Konspirasi dan Teman baru yang berkilau

Tiba dirumah aku disambut ibuku dengan ramah, ibuku menanyaiku kabar tentang bagaimana disekolah tadi. “Bang, bagaimana tadi disekolah?” tanya ibuku dengan senyumnya yang lebar, “hahh baik mah” jawabku dengan malas. Melihat tingkahku yang berbeda dari biasanya, ibu ku merasa heran dia menatapku lekat-lekat, aku tak berani membalas tatapannya. “Bener gak ada masalah nih?” tanya ibuku lagi. Aku semakin tersudut ketika ibuku menanyakan pertanyaan tersebut, “Hemm mah boleh cerita sesuatu gak?” tanya ku dengan takut.

Seorang ibu pasti akan merasakan keanehan pada anaknya jika anaknya mengalami sebuah masalah. Mungkin ini yang dinamakan naluri keibuan. “Mau cerita apa?” tanya ibuku lemah lembut, “Mah tadi abang dipanggil ke ruang BK, karena tadi abang ngebohongin pak Abay?” kataku. “HAAAAH?”, kulihat muka ibuku shock melihat anak laki-lakinya yang polos membuat masalah di sekolah, sampai di panggil keruangan BK segala.

“Kok bisa sih ?, coba ceritakan yang jelas” pinta ibuku, “jadi gini mah abang sama Erlan dan Dian tadi terlambat masuk sekolah, kemudian abang sama mereka ngerencanain untuk pura-pura menolong Dian yang pura-pura pingsan biar gak kena marah, terus akhirnya ketahuan sama pak guru, kalau kami bertiga pura-pura, agar tidak dimarahi saat masuk ke kelas” jawabku.

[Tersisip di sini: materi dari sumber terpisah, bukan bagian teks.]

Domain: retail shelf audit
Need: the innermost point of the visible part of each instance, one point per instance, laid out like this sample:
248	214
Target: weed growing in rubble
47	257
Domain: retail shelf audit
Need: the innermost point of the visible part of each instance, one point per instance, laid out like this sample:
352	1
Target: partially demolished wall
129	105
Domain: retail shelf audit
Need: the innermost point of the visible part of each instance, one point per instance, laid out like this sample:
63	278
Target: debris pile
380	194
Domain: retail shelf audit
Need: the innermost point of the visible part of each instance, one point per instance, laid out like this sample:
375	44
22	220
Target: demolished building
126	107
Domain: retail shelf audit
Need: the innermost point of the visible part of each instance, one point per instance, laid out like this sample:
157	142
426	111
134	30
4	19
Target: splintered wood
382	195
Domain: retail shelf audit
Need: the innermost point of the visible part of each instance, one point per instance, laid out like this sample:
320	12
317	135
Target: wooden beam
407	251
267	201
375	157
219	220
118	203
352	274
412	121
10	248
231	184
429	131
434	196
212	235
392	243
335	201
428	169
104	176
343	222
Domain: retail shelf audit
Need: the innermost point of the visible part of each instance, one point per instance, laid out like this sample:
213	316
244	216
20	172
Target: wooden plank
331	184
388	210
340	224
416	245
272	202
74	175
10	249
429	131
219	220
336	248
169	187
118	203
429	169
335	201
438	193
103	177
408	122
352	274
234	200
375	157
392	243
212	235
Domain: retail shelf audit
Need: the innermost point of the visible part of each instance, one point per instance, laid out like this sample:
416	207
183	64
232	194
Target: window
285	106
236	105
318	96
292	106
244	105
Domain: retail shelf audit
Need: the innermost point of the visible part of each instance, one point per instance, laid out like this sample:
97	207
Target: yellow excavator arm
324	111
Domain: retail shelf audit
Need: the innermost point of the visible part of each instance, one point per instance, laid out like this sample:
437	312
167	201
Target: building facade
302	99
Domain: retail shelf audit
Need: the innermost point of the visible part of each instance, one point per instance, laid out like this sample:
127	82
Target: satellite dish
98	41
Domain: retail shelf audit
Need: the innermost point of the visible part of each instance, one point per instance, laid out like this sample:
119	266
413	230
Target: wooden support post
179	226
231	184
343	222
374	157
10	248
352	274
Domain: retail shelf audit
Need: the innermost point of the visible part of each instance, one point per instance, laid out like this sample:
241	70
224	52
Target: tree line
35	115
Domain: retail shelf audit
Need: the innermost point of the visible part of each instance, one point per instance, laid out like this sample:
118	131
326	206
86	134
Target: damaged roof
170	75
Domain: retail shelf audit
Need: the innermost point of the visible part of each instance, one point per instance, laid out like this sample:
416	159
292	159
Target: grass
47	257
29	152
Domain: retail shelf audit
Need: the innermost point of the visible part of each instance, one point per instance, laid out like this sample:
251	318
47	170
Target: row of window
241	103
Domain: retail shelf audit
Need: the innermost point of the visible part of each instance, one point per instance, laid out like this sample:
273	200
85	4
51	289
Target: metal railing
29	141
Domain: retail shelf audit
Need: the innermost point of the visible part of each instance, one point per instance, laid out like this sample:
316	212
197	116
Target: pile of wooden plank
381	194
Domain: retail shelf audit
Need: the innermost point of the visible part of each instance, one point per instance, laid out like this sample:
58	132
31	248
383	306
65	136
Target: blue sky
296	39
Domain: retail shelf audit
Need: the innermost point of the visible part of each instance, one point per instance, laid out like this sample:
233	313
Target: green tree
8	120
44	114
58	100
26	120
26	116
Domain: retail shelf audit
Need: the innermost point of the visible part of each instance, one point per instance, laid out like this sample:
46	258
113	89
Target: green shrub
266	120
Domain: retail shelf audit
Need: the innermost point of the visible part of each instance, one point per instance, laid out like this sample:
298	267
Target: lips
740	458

Ibuku menepuk kepalanya tiga kali, mungkin dia pusing, urusan rumah saja belum selesai sekarang ditambah lagi masalahku dengan sekolah. “Terus orang tua di panggil sekolah?” tanya ibuku lagi, “iya mah” jawabku dengan suara setipis kertas, “yaudah abang sekarang makan istirahat kemudian tidur siang, nanti kita bicarakan masalah ini setelah ayah pulang.”

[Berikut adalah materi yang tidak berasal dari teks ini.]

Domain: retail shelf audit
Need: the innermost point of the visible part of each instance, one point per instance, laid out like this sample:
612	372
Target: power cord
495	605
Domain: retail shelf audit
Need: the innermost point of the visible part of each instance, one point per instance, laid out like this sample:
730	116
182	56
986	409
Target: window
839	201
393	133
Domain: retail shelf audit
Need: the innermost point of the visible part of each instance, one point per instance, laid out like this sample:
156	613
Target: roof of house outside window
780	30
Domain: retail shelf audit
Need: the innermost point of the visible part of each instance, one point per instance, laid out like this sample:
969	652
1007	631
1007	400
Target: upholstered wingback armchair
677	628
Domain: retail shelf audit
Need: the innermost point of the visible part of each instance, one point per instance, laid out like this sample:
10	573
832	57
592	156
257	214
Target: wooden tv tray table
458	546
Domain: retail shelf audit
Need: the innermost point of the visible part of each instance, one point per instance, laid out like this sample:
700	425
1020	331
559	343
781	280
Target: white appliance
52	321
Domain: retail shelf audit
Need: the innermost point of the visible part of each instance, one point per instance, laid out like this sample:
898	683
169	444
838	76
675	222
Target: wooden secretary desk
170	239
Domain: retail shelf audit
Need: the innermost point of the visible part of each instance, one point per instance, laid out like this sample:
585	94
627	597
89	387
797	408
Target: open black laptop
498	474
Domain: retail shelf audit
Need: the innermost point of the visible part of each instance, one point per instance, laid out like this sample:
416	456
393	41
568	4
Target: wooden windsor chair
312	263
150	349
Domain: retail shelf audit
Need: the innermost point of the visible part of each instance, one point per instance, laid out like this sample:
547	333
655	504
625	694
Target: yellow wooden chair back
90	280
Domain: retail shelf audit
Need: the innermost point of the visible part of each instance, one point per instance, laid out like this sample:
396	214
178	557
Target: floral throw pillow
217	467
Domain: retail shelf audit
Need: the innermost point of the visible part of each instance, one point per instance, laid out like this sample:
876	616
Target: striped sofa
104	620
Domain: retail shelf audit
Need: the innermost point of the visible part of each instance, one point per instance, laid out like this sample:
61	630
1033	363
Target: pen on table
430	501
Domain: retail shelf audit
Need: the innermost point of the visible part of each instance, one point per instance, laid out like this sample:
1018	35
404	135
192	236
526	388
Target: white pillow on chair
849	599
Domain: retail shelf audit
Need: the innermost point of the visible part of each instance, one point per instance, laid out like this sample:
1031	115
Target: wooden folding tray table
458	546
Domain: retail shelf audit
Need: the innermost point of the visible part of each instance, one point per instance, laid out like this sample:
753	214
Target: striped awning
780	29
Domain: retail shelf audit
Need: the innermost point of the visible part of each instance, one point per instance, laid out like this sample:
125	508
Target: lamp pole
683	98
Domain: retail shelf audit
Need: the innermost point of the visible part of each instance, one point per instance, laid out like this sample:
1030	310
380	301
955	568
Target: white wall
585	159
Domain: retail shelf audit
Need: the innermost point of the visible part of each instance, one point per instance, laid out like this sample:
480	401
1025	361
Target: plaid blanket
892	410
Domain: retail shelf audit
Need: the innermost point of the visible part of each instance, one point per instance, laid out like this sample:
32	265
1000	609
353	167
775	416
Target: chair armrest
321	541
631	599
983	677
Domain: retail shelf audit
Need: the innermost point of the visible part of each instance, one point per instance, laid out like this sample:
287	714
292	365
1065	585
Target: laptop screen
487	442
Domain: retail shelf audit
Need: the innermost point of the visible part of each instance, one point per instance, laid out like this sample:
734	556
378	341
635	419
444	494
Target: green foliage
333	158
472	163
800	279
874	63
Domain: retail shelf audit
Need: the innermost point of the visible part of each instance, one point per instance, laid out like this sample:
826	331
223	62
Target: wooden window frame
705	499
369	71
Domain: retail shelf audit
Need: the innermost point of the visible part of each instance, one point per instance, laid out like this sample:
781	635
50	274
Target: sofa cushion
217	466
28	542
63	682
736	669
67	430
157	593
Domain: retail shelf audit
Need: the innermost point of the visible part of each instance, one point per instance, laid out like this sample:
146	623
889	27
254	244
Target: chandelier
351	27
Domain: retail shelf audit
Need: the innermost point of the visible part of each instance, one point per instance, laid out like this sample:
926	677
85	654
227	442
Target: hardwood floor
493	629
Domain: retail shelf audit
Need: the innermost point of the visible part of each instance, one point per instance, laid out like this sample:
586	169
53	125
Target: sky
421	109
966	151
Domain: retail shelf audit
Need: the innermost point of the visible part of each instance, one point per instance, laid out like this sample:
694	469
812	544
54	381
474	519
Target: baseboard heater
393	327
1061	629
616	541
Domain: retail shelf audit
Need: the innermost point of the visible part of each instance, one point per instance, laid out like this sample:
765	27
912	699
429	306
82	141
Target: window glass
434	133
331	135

Mendengar kalimat “KITA BICARAKAN MASALAH INI SETELAH AYAH PULANG” membuat ku bergidik ngeri, membayangkan apa yang akan ayah lakukan terhadapku, memarahi, menasehati atau jangan-jangan menghukumku. Semoga hanya menasehati doaku dalam hati. Menjelang isya sekitar pukul 19.00 ayahku tiba dirumah, mukanya yang lelah dan kusut sehabis pulang mengajar dari rumah anak didiknya membuatku waswas, aku berharap ibu tidak akan membicarakan masalah tadi hari ini. Melihat ayah pulang ibuku dengan siaga menyiapkan makanan malam dan teh hangat. “Yah mandi dulu sana terus makan, udah aku masakin kentang balado kesukaan ayah” kata ibuku dengan senyum terbaiknya, “iya mah makasihya waduh kentang balado enak nih” jawab ayahku, dengan senyum yang tak kalah dari ibu. Ayah tersenyum.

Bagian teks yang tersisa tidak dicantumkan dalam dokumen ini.